Zutto isshoni itai kedo
Kirai na toko ga fueru hibi
(I want [us] to be together forever, but
Things I don't like about you seem to increase by each passing day)
Kemudian, Mami Anko... satu-satunya ibu yang juga menjelma menjadi sosok laki-laki yang kuat. Mami Anko adalah tipe wanita liar yang senang mengerjakan pekerjaan laki-laki. Ia yang mengajariku memanjat pohon dan segala kegiatan laki-laki lainnya. Singkat kata, Mami Anko-lah yang membuatku menjadi anak gadis yang tidak bergantung pada laki-laki.
Nitamono doushi nanda yo ne?
Wakaru you na ki mo shiteru
(We're like minded, aren't we?
I feel like I understand)
Mami Anko berjongkok di depanku saat itu, ia menyentuh kepalaku dan tersenyum lebar.
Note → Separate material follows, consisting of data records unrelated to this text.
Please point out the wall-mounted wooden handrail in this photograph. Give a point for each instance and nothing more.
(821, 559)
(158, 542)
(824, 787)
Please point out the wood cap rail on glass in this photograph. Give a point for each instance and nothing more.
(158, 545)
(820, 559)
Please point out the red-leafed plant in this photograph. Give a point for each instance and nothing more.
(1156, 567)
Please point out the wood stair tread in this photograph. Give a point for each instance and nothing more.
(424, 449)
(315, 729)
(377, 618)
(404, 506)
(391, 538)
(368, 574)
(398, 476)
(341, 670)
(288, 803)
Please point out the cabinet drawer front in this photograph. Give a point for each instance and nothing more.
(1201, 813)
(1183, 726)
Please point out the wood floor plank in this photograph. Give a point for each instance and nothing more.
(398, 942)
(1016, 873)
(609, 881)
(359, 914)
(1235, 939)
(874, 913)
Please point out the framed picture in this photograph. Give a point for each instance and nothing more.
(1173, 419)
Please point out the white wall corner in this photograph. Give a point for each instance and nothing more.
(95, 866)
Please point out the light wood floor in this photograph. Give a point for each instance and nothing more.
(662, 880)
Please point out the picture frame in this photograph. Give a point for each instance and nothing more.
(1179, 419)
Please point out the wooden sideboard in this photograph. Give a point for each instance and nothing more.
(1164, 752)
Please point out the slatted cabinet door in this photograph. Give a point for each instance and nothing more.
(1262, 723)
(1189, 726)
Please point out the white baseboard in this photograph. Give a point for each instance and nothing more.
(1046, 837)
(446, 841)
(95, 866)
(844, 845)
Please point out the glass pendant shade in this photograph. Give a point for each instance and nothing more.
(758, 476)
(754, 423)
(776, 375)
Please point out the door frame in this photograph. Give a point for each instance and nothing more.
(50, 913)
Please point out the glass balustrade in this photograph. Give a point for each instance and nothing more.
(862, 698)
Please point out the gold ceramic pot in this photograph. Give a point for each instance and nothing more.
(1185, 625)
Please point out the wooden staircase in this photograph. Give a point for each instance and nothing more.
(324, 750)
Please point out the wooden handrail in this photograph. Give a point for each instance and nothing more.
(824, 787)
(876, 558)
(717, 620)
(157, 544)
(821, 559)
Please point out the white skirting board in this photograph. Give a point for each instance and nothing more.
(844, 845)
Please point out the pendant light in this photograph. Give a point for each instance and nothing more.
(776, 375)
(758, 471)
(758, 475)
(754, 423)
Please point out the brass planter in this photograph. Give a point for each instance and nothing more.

"Tenanglah, semuanya akan baik-baik saja," katanya, menenangkanku yang masih menangis.
Aishiaeru hito ga dekita na
Sonna hi ga kureba
Kawareru kana ah
(I have someone I can love now
If that day were ever to come
I wonder if I could change)
Dan yang terakhir, Mama Shizune.
Tidak ada yang terlalu istimewa darinya. Mama Shizune tidaklah mencolok seperti Mami Tsunade, tidak secantik dan selembut Bunda Kurenai, tidak pemberani seperti Mami Anko.
Tapi Mama Shizune adalah seorang ibu yang berbeda. Ibu yang menekankan tata krama sedari aku kecil hingga sekarang.
Seringkali aku dibuatnya kesal karena Mama Shizune terlalu keras padaku. Ia jarang memanjakanku seperti Bunda Kurenai, ataupun membuatku tertawa seperti Mami Tsunade.
Shiawase tte
Mahou mitai ni
Kagayaite kurenai kedo
(Happiness is...
Although it doens't shine
Like magic)
Ketika itu, reaksinya adalah yang paling berbeda dari para ibuku yang lain.
Ia menamparku yang sedang menangis tersedu-sedu dalam pelukan Bunda Kurenai.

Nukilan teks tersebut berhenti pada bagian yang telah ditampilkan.